教授:「前期からの講義ノートを見せてくれ」
教授:「まだ読んでいない最近の論文を出してくれ」
KN:「専門誌からですか?」


KN:多くの論文の中から、友人の論文をレコメンドして自動的に要約を読み上げる。


教授:「ジルに連絡してくれ」
KN:「連絡しましたが、ただいま席をはずしています」
  「先生から電話があったというメッセージは残しておきました」


教授:「フレゼン博士とかいった人が、5年ほど前、ジルの論文に反対していた論文を発表していたと思ったが」
KN:「~大学のフレミング博士です」と言って、該当する論文を紹介する。
その後、教授は論文中のデータ部分の表示を依頼


ブラジルの過去30年間の森林伐採率のマップ動画表示を依頼し、
ジルが、過去20年間のサハラ地域のシミュレーションを見せる。
教授が両方のデータをリンクして、その変化を同期して動画表示する。
さらに森林伐採量を年間10万エーカーに減らして影響を確認する。


KN:「先生のお話中にお母さんから「バースデーケーキを忘れずに』という電話がありました。」


●ナリッジナビゲータの前提となる技術

1)アシスタントとの対話による情報検索:①④

 アシスタントと対話しながら、情報を探し絞り込む。

バックにある技術:
・連続する対話での情報絞込
・すでにアクセスした情報を把握
・曖昧検索
・情報の要約との情報マッチング

 スマートスピーカーには、まだこのレベルの絞り込みができる機能はない。有料アドオンでいいのでぜひ提供してもらいたいものだ。できれば音声で読み上げるのではなく、iPadやPCと連動して情報を表示もしてもらいたい。

2)情報のレコメンド:②
 いくつもある論文の中から、興味があるだろうものを自動的にレコメンドする。

バックにある技術:
 過去に教授が読んだ論文を記憶して、同じジャンルの論文に絞り込み、以下の優先順でレコメンドする。
・過去に注目していた著者が書いた最近の論文をレコメンド
・過去に注目していた論文を読んでいる人達が最近注目した論文

3)データ表示とデータ比較:④⑤
 論文に記述されているグラフから元となるデータを得るのは難題だ。Webを自在にあやつる現代でも、論文は「紙」メディアに依存しているからだ。
 さらに、異なる場所で作成されたデータ群と、誰かが作成したシミュレーションを連結したり値を変えてみたりということは、技術的には難しくないにもかかわらずなかなか浸透しない。
 複数の学会が協力して、論文や公開情報のデータのフォーマットを統一する有用性に気づくことだけで実現できるはずだ。

バックにある技術:
 ・データフォーマットの標準化 (特に論文、技術情報)
 ・ウェブなどでの標準フォーマット・データの連係表示機能

4)アシスタントが仲介するコミュニケーション:③⑥
 ヒトとヒトのコミュニケーションをアシスタントが仲介する方法は、2つ考えられる。

バックにある技術:
・アシスタントどうしでのメッセージ交換
  ③でアシスタントは、ジルのアシスタントに向けて自動的に、「不在だったので電話をかけなおして欲しい」旨を伝言する。ヒトが伝言メッセージを残すコストを省略できる。

・第三者の音声を理解し、要約して伝える
  ⑥でアシスタントは、母親からの電話にバックグラウンドで応答、音声認識、要約を記憶し、教授の時間が空いたときに伝える。教授は、母親のメッセージを直接聞くことなく、アシスタントからの要約だけ聞くことができる。

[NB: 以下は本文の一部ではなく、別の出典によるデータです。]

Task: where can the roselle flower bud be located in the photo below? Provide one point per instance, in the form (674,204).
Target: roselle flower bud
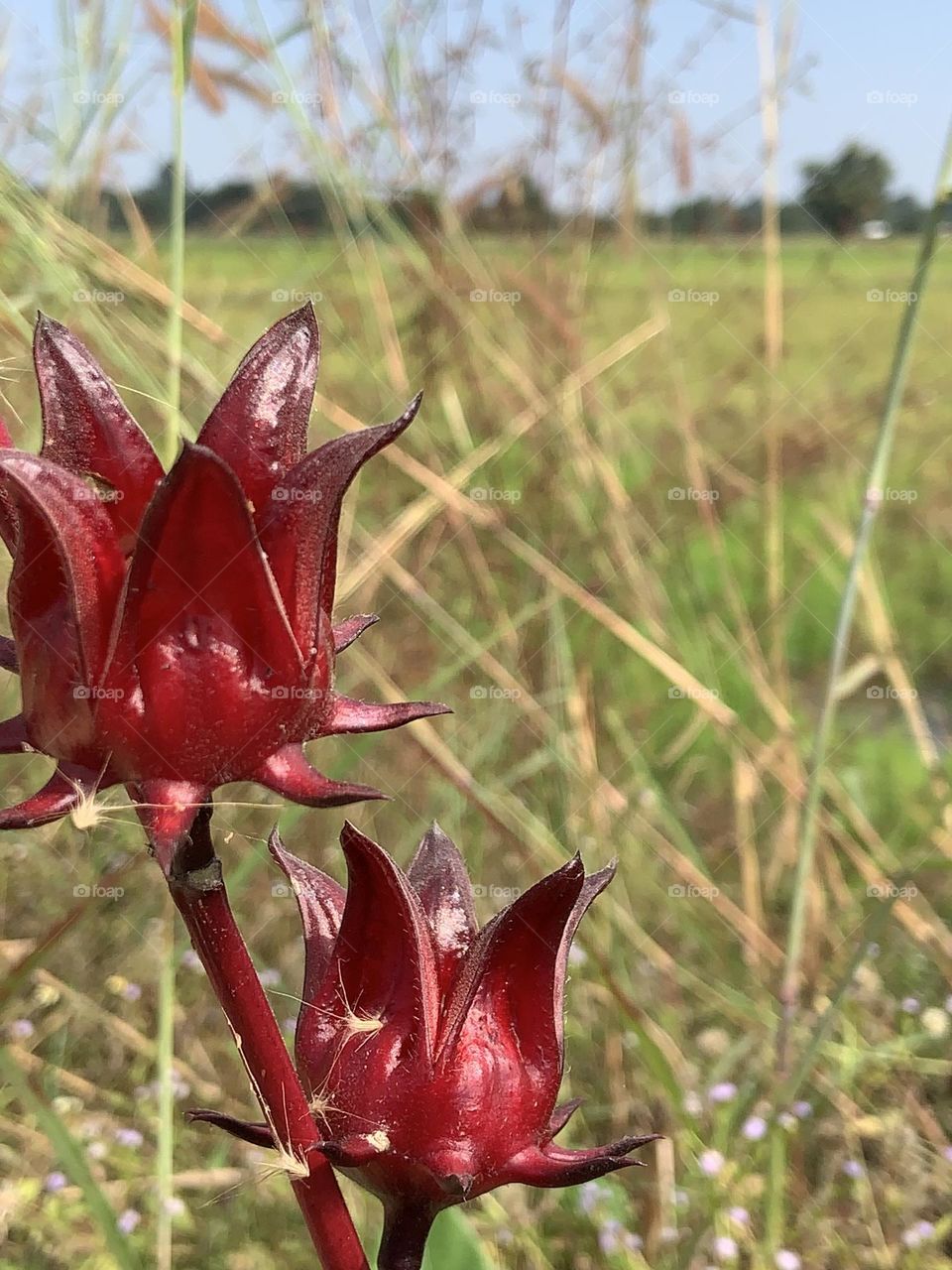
(173,631)
(431,1052)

  アシスタントによるコミュニケーションの仲介は、星新一の「肩の上の秘書」で登場する
 インコ・アシスタントが秀逸だ[1]。時間の無駄遣いに本人たちが気づいていないのがオチだ。

 営業:「~社のものだ。電気グモを買え」
 営業インコ:(商品の丁寧な長い説明)
 顧客インコ:「自動式の孫の手を買え、と言っています」
 顧客:「いらないわ」
 顧客インコ:「すばらしい~、とてもそんな高級品をそなえるほどの余裕が、ございませんもの」

 論文の検索でもそうだが、ナリッジナビゲータ・アシスタントはしばしば先読みして行動し、バックグラウンドで音声応対もこなす。ヒトは、マルチタスクでジョブをこなすことはできないが、アシスタントがサポートしてくれれば、ある程度マルチタスクを扱えるようになるだろう

 SiriやAlexaは、まだパーソナル・アシスタントの入り口でしかない。今後はヒトの時間をいかに圧縮できるかが課題であり、「ナリッジナビゲータ」は今後もその一里塚を示し、向かうべき方向をナビゲートするだろう。